Ve şimdi 2. yüzyılımıza eriştik.
Cumhuriyet dalya dedi ama ne devlette ne de toplumda tık yok, heyecan yok…
Devletin, Anıtkabir’de düzenlenen ve halkın Ata’sına olan saygısından dolayı büyük bir kitle halinde katılımları ile muhteşem hale gelen töreni dışında elle tutulur bir tek etkinliği söz konusu değil.
Televizyonlardaki cumhuriyet ve Atatürk temalı holdinglerin, şirketlerin, bankaların, sermaye gruplarının içinde laikliğin ve demokrasinin tek kelimesi bile bulunmayan reklamlarıyla geçiştirilen 101. yıl.
Ne siyaset kurumlarından, ne sendikalardan, ne meslek odalarından, ne emekçi örgütlerinden, ne derneklerden, ne eğitim kurumlarından ne bir ses, ne de bir nefes var cumhuriyetle ilgili…
Sadece sermaye gruplarında var, o da piarlarını yapan reklamlarıyla…
Ve hele neredeyse cumhuriyetle yaşıt olan “İş Bankasının cumhuriyet reklamı” tam bir rezalet…
Atatürk’ün, Kurtuluş Savaşı şehidinin ve sözüm ona bu şehidin kız çocuğunun açıkça istismarından başka bir şey ifade etmiyor.
“Ve hele Atatürk’ü sanki Bankanın müdürüymüş gibi bir algıya yol açacak sahneler utanmazlığın daniskasıydı.”
Bankaya daha fazla para biriktirilmesi için bu halkın kutsal değerlerinin bile artık çekinmeden istismar edildiği bir süreçteyiz cumhuriyetin 2. yüzyılında…
İnanılmaz bir şey…
Tüm ülkeye ölü toprağı örtülmüşçesine giriyoruz cumhuriyetin 2. yüzyılına.

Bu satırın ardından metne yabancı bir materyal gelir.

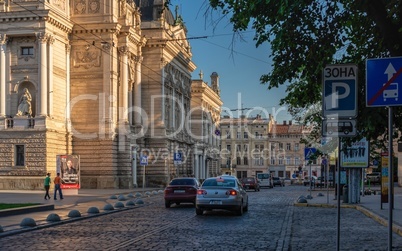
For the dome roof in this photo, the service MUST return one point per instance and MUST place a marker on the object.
(151, 10)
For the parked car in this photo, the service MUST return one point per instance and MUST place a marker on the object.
(265, 180)
(374, 178)
(181, 190)
(222, 192)
(250, 183)
(278, 181)
(307, 180)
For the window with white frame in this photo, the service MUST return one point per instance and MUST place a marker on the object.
(19, 155)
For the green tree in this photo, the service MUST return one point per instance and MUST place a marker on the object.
(307, 35)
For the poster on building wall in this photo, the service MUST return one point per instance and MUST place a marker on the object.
(69, 168)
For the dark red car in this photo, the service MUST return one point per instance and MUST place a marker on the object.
(181, 190)
(250, 183)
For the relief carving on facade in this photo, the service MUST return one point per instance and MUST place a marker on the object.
(87, 58)
(80, 7)
(60, 4)
(94, 6)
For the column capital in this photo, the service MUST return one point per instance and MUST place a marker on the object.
(42, 37)
(124, 50)
(3, 38)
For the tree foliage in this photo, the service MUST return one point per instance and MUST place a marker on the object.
(307, 35)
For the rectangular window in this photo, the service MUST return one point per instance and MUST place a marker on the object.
(27, 51)
(20, 155)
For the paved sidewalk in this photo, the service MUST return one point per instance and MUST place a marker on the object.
(370, 205)
(80, 200)
(83, 199)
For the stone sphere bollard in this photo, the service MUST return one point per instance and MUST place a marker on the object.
(74, 214)
(53, 217)
(130, 203)
(28, 222)
(119, 204)
(108, 207)
(121, 198)
(93, 210)
(139, 201)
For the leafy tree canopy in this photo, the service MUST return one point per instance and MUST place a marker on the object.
(307, 35)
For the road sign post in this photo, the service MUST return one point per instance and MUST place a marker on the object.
(383, 76)
(143, 162)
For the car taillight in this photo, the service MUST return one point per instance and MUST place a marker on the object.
(168, 190)
(201, 192)
(231, 192)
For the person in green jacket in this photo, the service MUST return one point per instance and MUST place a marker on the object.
(47, 186)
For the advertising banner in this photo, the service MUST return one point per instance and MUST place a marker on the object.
(69, 168)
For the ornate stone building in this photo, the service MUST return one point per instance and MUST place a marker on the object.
(205, 113)
(106, 80)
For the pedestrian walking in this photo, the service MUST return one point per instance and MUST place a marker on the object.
(57, 187)
(47, 186)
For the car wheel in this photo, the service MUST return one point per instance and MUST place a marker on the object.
(198, 211)
(240, 210)
(246, 207)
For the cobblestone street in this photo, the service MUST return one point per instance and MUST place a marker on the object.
(272, 223)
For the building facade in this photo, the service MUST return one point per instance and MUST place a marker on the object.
(205, 113)
(255, 145)
(108, 81)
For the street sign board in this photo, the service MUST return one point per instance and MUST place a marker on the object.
(356, 155)
(308, 152)
(177, 158)
(383, 77)
(144, 160)
(338, 128)
(340, 91)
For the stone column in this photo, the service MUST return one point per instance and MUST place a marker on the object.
(3, 46)
(124, 81)
(50, 78)
(68, 90)
(137, 91)
(42, 38)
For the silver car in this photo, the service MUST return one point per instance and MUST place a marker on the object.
(222, 192)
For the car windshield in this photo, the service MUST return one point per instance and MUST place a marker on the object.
(182, 182)
(219, 182)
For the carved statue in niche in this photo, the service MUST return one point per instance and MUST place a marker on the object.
(24, 107)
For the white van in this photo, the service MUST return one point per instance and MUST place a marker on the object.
(265, 180)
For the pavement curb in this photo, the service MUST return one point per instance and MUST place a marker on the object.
(24, 210)
(395, 228)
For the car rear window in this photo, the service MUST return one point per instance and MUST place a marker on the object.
(219, 182)
(182, 182)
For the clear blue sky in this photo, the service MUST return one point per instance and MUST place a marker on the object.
(239, 69)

Allahtan CHP’li belediyelerin bayram gecesi düzenlediği “fener alayı ve konserler” var.
Bu da olmazsa ne cumhuriyet bayramının geldiğinden haberdar olunacak, ne cumhuriyetten…
Çok üzgünüm…
Laik ve demokratik nitelikleri her geçen gün biraz daha törpülenen, biraz daha askıya alınan ve geçen her gün kuruluş değerlerimizden uzaklaşan ya da uzaklaştırılan cumhuriyetimiz 2. yüzyılının başlangıcında bundan fazlasını hak ediyor…
Geçen yıl “Antalya Valisi Sayın Hulisi Şahin’in” Cumhuriyet Bayramı’nda dağıttığı bayraklar ve poşetler içindeki şu sözlerine katılmamak mümkün değil.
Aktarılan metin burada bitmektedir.